La représentation diplomatique des États-Unis à Bagdad a relevé son niveau de vigilance face à des menaces sécuritaires dans la capitale irakienne. Une alerte diffusée jeudi détaille des risques ciblés pour les prochains jours, aboutissant à une instruction directe adressée aux citoyens américains présents sur le territoire.
Selon l’agence Anadolu, l’ambassade américaine a formellement appelé ses ressortissants à quitter l’Irak sans délai. Par le biais d’une alerte de sécurité publiée sur le réseau social X, la mission diplomatique a mis en garde contre de possibles attaques prévues dans une fenêtre de 24 à 48 heures.

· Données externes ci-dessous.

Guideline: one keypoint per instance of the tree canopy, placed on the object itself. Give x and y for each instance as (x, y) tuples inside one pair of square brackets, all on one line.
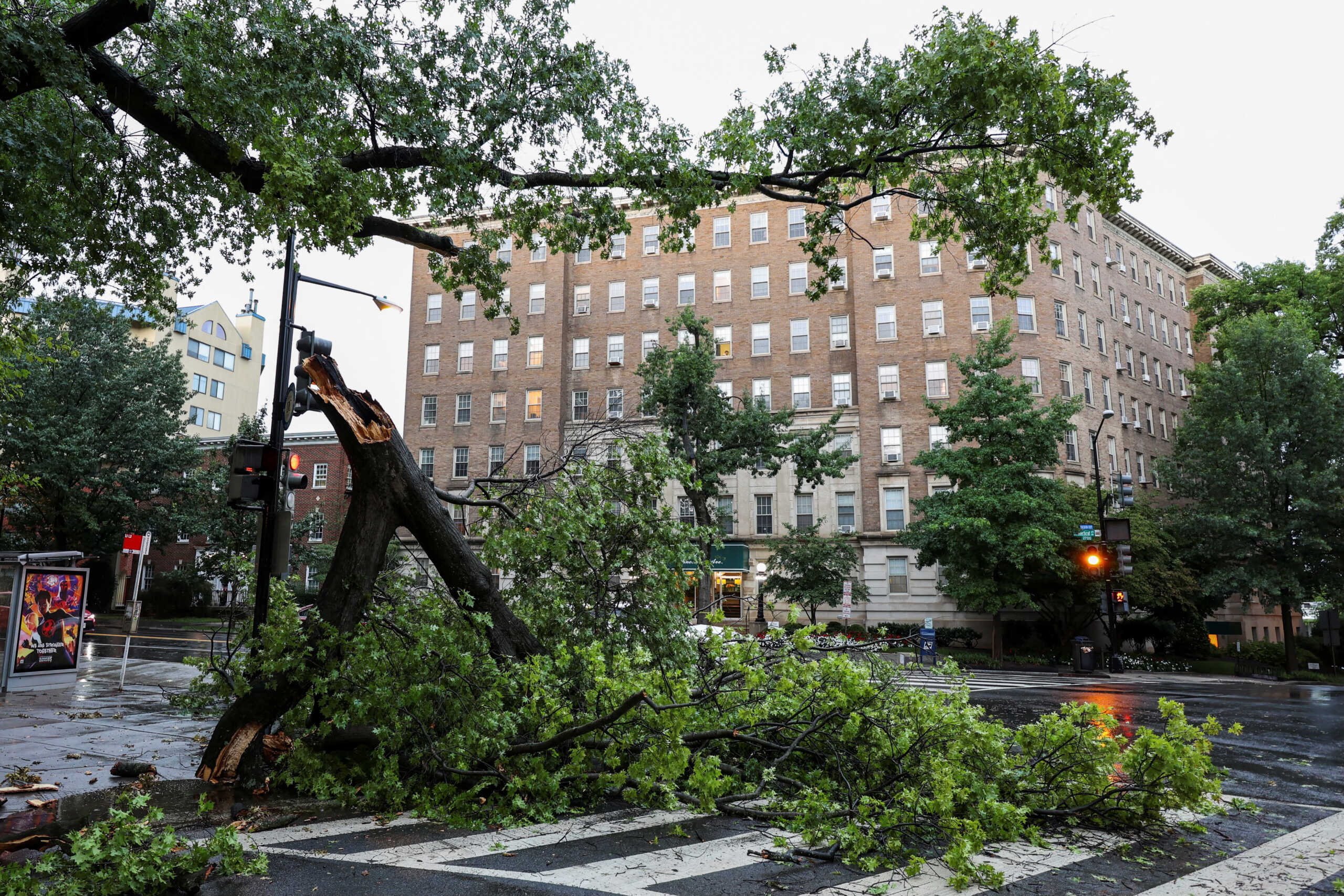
[(99, 431), (1258, 456), (1315, 294), (169, 129), (1002, 524)]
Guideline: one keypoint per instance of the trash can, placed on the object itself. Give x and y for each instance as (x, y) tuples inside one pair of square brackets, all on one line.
[(1085, 655)]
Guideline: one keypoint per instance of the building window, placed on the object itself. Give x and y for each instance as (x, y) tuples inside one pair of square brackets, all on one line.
[(760, 282), (651, 292), (1026, 315), (891, 445), (841, 390), (686, 289), (761, 393), (722, 233), (725, 515), (797, 279), (844, 511), (889, 382), (760, 227), (886, 323), (980, 313), (936, 379), (933, 319), (723, 342), (930, 260), (894, 510), (803, 393), (882, 262), (723, 287), (841, 331), (761, 339), (803, 511), (1031, 374), (765, 515)]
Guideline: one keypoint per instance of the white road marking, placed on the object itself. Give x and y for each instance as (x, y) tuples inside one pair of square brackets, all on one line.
[(1277, 868)]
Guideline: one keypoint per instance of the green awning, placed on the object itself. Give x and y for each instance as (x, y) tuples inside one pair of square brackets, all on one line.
[(730, 556)]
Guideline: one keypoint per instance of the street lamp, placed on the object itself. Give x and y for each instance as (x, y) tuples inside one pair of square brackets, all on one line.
[(275, 518)]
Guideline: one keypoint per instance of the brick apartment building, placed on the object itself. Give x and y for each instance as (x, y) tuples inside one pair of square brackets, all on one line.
[(1107, 321), (328, 492)]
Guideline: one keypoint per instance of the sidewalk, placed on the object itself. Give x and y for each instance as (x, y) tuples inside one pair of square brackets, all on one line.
[(71, 736)]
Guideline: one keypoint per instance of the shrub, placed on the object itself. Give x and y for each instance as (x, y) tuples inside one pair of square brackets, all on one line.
[(125, 855), (176, 593)]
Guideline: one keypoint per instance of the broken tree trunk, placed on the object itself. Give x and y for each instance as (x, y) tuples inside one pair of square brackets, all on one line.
[(390, 491)]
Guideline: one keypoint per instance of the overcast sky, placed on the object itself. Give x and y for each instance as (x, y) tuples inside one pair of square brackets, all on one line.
[(1252, 93)]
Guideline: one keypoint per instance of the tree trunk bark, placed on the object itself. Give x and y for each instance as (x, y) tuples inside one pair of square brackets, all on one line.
[(1285, 609), (390, 491)]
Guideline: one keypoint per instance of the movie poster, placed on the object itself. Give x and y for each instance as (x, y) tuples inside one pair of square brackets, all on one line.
[(50, 616)]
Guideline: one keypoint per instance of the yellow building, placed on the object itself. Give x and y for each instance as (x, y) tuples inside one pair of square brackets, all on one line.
[(222, 359)]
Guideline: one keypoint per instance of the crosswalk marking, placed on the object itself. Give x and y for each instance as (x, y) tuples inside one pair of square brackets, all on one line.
[(1281, 867)]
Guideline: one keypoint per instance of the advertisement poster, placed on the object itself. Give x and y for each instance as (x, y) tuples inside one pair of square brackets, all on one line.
[(50, 616)]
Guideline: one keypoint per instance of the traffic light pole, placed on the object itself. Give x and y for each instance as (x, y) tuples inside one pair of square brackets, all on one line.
[(270, 505), (1113, 664)]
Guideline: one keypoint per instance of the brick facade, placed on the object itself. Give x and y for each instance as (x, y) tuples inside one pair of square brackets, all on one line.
[(913, 284)]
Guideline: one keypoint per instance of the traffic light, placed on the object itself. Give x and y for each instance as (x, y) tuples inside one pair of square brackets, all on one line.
[(1120, 599), (308, 345), (1127, 491), (1095, 562), (250, 475), (1124, 559)]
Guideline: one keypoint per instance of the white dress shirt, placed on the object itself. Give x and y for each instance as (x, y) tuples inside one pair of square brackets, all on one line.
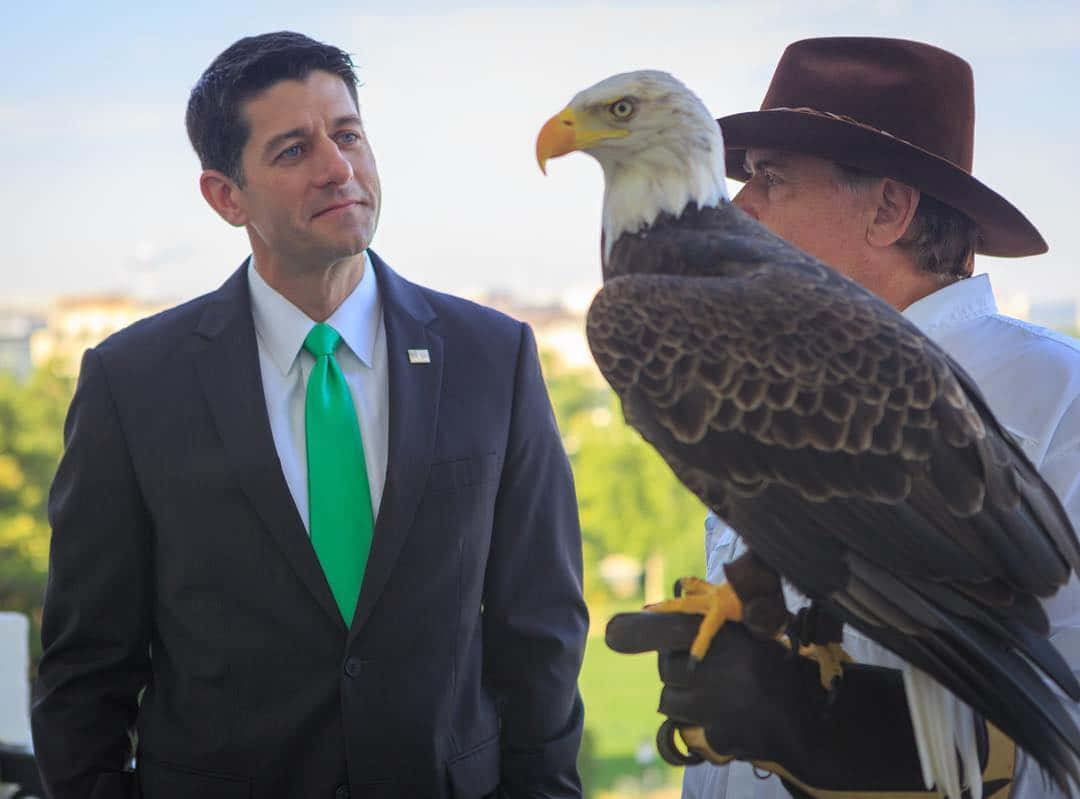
[(281, 327), (1030, 378)]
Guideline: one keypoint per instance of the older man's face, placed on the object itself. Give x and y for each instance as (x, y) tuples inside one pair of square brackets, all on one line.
[(801, 199)]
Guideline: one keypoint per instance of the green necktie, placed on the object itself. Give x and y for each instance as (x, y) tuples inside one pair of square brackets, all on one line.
[(339, 501)]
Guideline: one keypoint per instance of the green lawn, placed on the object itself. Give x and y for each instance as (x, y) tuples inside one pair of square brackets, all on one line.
[(621, 692)]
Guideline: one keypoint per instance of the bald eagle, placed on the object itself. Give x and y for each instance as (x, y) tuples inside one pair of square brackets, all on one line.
[(855, 458)]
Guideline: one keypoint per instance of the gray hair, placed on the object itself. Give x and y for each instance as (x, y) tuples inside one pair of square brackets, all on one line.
[(941, 240)]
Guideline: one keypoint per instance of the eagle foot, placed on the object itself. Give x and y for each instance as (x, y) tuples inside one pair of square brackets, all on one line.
[(718, 604), (817, 634), (831, 659)]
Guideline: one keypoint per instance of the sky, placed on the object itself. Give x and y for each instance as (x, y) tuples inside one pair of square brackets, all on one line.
[(100, 187)]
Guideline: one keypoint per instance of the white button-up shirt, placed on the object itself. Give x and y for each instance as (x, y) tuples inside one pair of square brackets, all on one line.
[(281, 327), (1030, 378)]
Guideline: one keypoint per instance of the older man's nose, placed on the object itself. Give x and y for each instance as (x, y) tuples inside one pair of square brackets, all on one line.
[(744, 200)]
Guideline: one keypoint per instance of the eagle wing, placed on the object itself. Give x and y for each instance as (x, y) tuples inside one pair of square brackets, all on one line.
[(855, 458)]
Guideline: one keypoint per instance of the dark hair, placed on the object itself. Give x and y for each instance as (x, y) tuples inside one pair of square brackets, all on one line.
[(941, 239), (216, 127)]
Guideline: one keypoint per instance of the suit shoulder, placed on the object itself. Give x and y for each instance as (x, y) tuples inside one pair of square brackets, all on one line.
[(461, 316), (157, 332)]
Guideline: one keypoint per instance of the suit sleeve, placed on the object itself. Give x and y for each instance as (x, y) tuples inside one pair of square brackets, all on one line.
[(535, 617), (96, 620)]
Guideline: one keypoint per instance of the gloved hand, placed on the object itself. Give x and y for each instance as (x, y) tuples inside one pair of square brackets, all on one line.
[(751, 699)]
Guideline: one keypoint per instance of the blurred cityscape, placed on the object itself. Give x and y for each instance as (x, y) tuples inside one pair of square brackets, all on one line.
[(640, 528), (59, 329)]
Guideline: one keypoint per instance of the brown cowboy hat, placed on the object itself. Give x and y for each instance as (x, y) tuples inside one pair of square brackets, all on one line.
[(891, 107)]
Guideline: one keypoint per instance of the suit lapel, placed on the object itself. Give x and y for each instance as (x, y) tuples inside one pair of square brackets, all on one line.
[(414, 410), (229, 373)]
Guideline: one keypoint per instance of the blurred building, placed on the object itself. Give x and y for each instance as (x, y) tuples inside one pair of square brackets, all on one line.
[(559, 325), (16, 328), (75, 324), (1060, 314)]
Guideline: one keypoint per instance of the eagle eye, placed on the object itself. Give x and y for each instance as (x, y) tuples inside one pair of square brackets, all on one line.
[(622, 108)]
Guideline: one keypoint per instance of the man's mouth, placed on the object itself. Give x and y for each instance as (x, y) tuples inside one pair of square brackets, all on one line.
[(337, 207)]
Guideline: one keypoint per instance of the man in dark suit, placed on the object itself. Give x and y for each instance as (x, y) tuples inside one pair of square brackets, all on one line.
[(321, 517)]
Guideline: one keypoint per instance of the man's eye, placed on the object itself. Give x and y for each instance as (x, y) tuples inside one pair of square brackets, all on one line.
[(622, 109)]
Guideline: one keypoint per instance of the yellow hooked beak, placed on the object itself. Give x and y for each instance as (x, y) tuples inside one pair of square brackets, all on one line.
[(564, 133)]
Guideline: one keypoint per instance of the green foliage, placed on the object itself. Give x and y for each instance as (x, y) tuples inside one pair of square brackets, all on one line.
[(31, 419), (620, 693), (630, 501)]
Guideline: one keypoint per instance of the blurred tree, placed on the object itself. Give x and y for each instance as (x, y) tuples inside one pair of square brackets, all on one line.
[(31, 419), (629, 499)]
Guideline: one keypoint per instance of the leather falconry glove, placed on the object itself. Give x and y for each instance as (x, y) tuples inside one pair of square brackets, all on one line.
[(752, 700)]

La directive est explicite : les citoyens américains sont exhortés à ne se rendre en Irak sous aucun prétexte et à quitter immédiatement le pays s’ils s’y trouvent déjà.
Le document précise que des milices irakiennes alliées à l’Iran prépareraient des opérations dans le centre de Bagdad. Les cibles potentielles énumérées comprennent les ressortissants américains, les entreprises, les universités, les installations diplomatiques, ainsi que les infrastructures énergétiques, les hôtels et les aéroports. Les institutions irakiennes et les sites civils perçus comme liés aux États-Unis sont également concernés. L’ambassade rappelle que ces groupes armés ont par le passé ciblé des Américains dans le cadre d’enlèvements.
Dans sa communication, la représentation américaine indique que le gouvernement irakien n’a pas été en mesure de prévenir les attaques survenues sur son sol ou lancées depuis son territoire. Elle ajoute que certains membres de ces milices pourraient détenir des pièces d’identité officielles ou entretenir des liens avec des institutions étatiques. Washington accuse régulièrement certains groupes militants irakiens de mener des attaques contre ses bases dans la région avec le soutien de l’Iran.
Notre rédaction note que cette alerte s’inscrit dans un climat régional particulièrement tendu. Depuis le 28 février, les États-Unis et Israël maintiennent une offensive aérienne contre l’Iran, ayant entraîné la mort de plus de 1 340 personnes, dont l’ancien guide suprême Ali Khamenei. En riposte, Téhéran a mené des frappes de drones et de missiles visant Israël, la Jordanie, les pays du Golfe et l’Irak, où se trouvent des installations militaires américaines, provoquant des dégâts matériels et perturbant le trafic aérien mondial.